Also known as “keto”, the ketogenic diet, is a diet with a high fat and low sugar content which has been popular in recent years with Hollywood stars, leading athletes and certain dieticians and nutritionists. But is it really good for your health? What results can you really expect to see? And how? We take 5 stereotypes and separate fact from fiction.

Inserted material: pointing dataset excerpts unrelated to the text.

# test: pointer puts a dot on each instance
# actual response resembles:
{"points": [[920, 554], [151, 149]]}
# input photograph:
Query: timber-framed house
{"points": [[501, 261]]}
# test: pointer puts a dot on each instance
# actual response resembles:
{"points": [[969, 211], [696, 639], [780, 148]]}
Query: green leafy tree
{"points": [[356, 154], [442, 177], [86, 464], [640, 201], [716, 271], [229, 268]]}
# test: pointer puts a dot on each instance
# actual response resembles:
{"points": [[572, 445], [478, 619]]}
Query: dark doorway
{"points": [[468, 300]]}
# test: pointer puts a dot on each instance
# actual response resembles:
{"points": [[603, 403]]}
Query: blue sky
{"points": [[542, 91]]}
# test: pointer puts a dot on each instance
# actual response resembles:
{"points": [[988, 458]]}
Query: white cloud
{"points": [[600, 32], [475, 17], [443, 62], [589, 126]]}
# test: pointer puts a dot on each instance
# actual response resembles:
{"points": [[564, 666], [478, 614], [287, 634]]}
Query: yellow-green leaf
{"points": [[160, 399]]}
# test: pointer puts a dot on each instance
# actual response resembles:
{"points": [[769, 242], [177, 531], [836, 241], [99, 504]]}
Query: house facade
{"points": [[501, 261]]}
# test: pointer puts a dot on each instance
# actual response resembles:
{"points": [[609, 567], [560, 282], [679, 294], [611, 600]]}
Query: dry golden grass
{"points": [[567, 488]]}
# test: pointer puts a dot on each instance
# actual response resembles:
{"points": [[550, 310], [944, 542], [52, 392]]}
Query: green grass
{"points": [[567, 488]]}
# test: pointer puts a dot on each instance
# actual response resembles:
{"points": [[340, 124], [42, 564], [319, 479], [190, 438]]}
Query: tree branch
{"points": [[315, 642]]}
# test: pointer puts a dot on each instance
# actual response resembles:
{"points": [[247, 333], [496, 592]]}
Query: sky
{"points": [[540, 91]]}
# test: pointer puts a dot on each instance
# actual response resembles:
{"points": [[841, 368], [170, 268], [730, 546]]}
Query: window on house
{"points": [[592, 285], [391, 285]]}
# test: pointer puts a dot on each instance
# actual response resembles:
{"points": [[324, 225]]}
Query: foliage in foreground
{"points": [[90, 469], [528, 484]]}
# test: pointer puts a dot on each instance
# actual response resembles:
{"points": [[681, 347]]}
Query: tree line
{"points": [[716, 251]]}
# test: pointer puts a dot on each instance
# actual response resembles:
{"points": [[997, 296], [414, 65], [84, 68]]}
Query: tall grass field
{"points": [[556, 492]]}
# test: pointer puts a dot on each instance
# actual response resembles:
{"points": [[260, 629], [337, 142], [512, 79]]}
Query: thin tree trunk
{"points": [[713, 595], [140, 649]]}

1/ It’s a hard diet to follow
TRUE AND FALSE. It all depends on your tastes and eating habits. This diet will be easier to follow for someone who prefers savoury foods than for someone who tends to snack on sweet food throughout the day. On the other hand, because you have to strictly follow the diet to see the first results, you should make sure you have an iron will before you start.
2/ It has side effects
TRUE. The body has to go through a keto adaptation period – i.e. to understand that it now needs to get used to a new source of energy, ketones, rather than glucose. During this initial period, which often only lasts a few days, slight discomfort may be experienced, for example headaches, nausea or unusual tiredness. But don’t worry, this is actually a good sign, proof that the diet is working. At this stage, it’s about not giving up until blood tests improve and hunger pangs disappear. Generally, after around ten days, you feel a lot better!
3/ You can’t have dessert
FALSE. If you follow the keto diet to the letter, you completely eliminate carbs, which means saying bye-bye to sugar and other treats! But who said desserts have to contain sugar? Rather than your traditional strawberry tart, opt for “keto-compatible” treats like dried fruit (grilled almonds, pistachios, hazelnuts etc.), pastries made using nut flour, chocolate bars with coconut, cakes made from honey and/or pecan nuts or ice lollies when the weather is better. The strictest followers will choose to buy, from specialised shops (or online), all the “fashionable” ingredients like collagen powder, the natural artificial sweeteners from monk fruit (the new sweetener that has gone viral), energising Maca powder (also known as Peruvian ginseng), coconut butter or clarified butter, one of the foundations of Indian ayurvedic cuisine.
4/ It can be dangerous
TRUE. While a severe restriction in carbohydrates forces the body to dig into its stores and therefore makes it easier to lose weight, it can also create havoc with the carbs, fats and protein the body needs to work properly. Like any diet which is not balanced, there are risks of adopting it, particularly long-term. It is best to adopt it as an intense treatment, for a maximum of three months. And if you have any doubts, feel unusually tired or have digestive problems, immediately contact your doctor or nutritionist. In fact, originally, this diet was only prescribed by doctors.
5/ It has health benefits
TRUE. People aren’t always aware, but this diet has been used for more than a century to treat various neurological diseases, in particular epilepsy. By reducing blood glucose levels, a ketogenic diet pushes the body to adapt to deprivations and dig into the body’s stores to produce energy. Rather than finding this energy in carbs, the body finds it in fat. The liver produces acetone and acetoacetate before turning them into ketonic bodies (or ketones), responsible for providing the neurones with energy. That is why certain specialists think that this extremely restrictive diet slows down Alzheimer’s but can also stop the progression of certain cancers, for example, by changing the way in which sick cells find energy.